期刊
ANNALS OF THORACIC SURGERY
卷 94, 期 3, 页码 778-784出版社
ELSEVIER SCIENCE INC
DOI: 10.1016/j.athoracsur.2012.04.062
关键词
-
资金
- Queen Elizabeth II Health Sciences Center, Division of Cardiac Surgery resources
Background. The present study generated a risk model and an easy-to-use scorecard for the preoperative prediction of in-hospital mortality for patients undergoing redo cardiac operations. Methods. All patients who underwent redo cardiac operations in which the initial and subsequent procedures were performed through a median sternotomy were included. A logistic regression model was created to identify independent preoperative predictors of in-hospital mortality. The results were then used to create a scorecard predicting operative risk. Results. A total of 1,521 patients underwent redo procedures between 1995 and 2010 at a single institution. Coronary bypass procedures were the most common previous (58%) or planned operations (54%). The unadjusted in-hospital mortality for all redo cases was higher than for first-time procedures (9.7% vs. 3.4%; p < 0.001).

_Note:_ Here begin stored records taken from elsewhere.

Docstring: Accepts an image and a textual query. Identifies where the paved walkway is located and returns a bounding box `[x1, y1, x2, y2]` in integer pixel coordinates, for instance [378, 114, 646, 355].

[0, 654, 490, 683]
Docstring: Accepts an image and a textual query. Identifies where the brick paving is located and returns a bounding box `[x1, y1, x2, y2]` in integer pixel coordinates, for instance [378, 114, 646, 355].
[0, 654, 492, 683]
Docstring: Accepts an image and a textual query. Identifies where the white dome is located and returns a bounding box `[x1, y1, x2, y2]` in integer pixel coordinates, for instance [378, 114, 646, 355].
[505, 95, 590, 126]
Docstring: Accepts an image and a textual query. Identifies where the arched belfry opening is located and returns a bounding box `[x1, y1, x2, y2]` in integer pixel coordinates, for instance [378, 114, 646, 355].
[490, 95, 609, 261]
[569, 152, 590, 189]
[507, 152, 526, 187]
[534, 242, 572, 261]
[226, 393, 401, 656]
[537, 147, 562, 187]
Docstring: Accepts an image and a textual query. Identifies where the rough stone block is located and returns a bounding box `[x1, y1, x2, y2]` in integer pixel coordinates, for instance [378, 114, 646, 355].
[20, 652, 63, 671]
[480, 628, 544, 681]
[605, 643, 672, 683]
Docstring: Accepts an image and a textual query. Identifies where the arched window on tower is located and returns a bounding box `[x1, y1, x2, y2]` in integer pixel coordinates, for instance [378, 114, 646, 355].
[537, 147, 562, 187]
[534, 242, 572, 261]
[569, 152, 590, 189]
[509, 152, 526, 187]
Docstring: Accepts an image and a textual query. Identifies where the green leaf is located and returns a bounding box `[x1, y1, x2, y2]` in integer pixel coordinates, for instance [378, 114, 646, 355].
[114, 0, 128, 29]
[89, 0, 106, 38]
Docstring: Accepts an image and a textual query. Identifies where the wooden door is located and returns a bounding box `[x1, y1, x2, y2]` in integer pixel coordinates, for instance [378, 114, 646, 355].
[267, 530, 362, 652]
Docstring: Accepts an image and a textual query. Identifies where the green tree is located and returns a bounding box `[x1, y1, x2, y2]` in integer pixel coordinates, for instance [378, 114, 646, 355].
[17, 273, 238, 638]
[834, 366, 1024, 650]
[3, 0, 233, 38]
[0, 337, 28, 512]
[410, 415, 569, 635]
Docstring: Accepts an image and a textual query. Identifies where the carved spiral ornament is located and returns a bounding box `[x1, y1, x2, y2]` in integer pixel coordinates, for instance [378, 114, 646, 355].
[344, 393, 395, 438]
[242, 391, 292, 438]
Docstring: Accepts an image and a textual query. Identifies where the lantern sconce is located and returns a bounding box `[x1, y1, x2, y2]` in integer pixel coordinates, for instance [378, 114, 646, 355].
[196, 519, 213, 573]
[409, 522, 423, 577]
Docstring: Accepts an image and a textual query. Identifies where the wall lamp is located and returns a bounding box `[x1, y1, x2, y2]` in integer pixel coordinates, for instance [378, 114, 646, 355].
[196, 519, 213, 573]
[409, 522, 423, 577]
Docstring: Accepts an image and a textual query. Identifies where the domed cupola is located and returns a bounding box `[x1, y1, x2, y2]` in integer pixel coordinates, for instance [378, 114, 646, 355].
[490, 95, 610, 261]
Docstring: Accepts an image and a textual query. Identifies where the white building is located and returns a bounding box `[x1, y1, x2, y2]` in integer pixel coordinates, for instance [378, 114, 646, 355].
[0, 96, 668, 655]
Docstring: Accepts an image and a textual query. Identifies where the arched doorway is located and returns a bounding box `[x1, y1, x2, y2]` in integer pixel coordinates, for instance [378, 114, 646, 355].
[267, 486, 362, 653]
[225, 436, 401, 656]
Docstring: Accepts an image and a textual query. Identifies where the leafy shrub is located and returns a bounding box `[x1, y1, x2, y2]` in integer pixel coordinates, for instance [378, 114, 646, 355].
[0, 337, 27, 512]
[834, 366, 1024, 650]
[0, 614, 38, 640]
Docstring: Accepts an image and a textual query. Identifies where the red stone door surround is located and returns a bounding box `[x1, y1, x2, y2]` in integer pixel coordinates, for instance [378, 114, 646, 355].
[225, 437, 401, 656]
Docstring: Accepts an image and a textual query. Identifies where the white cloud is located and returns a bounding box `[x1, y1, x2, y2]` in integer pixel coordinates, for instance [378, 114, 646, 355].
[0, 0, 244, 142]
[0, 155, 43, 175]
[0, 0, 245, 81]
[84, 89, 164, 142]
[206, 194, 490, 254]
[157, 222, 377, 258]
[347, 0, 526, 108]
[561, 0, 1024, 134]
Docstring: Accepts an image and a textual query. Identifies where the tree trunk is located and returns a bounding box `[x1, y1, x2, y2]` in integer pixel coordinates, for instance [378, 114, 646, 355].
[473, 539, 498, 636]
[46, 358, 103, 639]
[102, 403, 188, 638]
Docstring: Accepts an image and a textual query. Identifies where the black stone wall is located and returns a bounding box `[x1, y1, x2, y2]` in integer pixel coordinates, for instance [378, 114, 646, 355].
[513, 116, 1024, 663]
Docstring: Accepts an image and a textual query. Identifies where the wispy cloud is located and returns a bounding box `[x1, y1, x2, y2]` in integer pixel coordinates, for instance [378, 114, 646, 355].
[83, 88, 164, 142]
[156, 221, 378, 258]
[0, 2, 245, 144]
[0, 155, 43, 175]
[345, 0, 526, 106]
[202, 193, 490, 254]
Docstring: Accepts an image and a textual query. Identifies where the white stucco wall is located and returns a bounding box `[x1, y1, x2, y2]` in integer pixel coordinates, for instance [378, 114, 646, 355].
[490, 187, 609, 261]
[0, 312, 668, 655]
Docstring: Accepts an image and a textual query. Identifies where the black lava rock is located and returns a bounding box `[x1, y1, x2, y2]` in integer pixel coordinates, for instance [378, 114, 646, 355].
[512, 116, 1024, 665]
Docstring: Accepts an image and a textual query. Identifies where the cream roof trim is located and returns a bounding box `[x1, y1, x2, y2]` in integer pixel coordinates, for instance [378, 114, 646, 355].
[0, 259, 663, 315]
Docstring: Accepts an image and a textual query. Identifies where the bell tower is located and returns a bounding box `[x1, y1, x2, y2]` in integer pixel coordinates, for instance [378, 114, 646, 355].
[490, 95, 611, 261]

Independent predictors of in-hospital mortality were a composite urgency variable (odds ratio [OR], 3.47), older age (70-79 years, OR, 2.74; >= 80 years, OR, 3.32), more than 2 previous sternotomies (OR, 2.69), current procedure other than isolated coronary or valve operation (OR, 2.64), preoperative renal failure (OR, 1.89), and peripheral vascular disease (PVD) (OR, 1.55); all p < 0.05. A scorecard was generated using these independent predictors, stratifying patients undergoing redo cardiac operations into 6 risk categories of in-hospital mortality ranging from < 5% risk to > 40%. Conclusions. Reoperation represents a significant proportion of modern cardiac surgical procedures and is often associated with significantly higher mortality than first-time operations. We created an easy-to-use scorecard to assist clinicians in estimating operative mortality to ensure optimal decision making in the care of patients facing redo cardiac operations.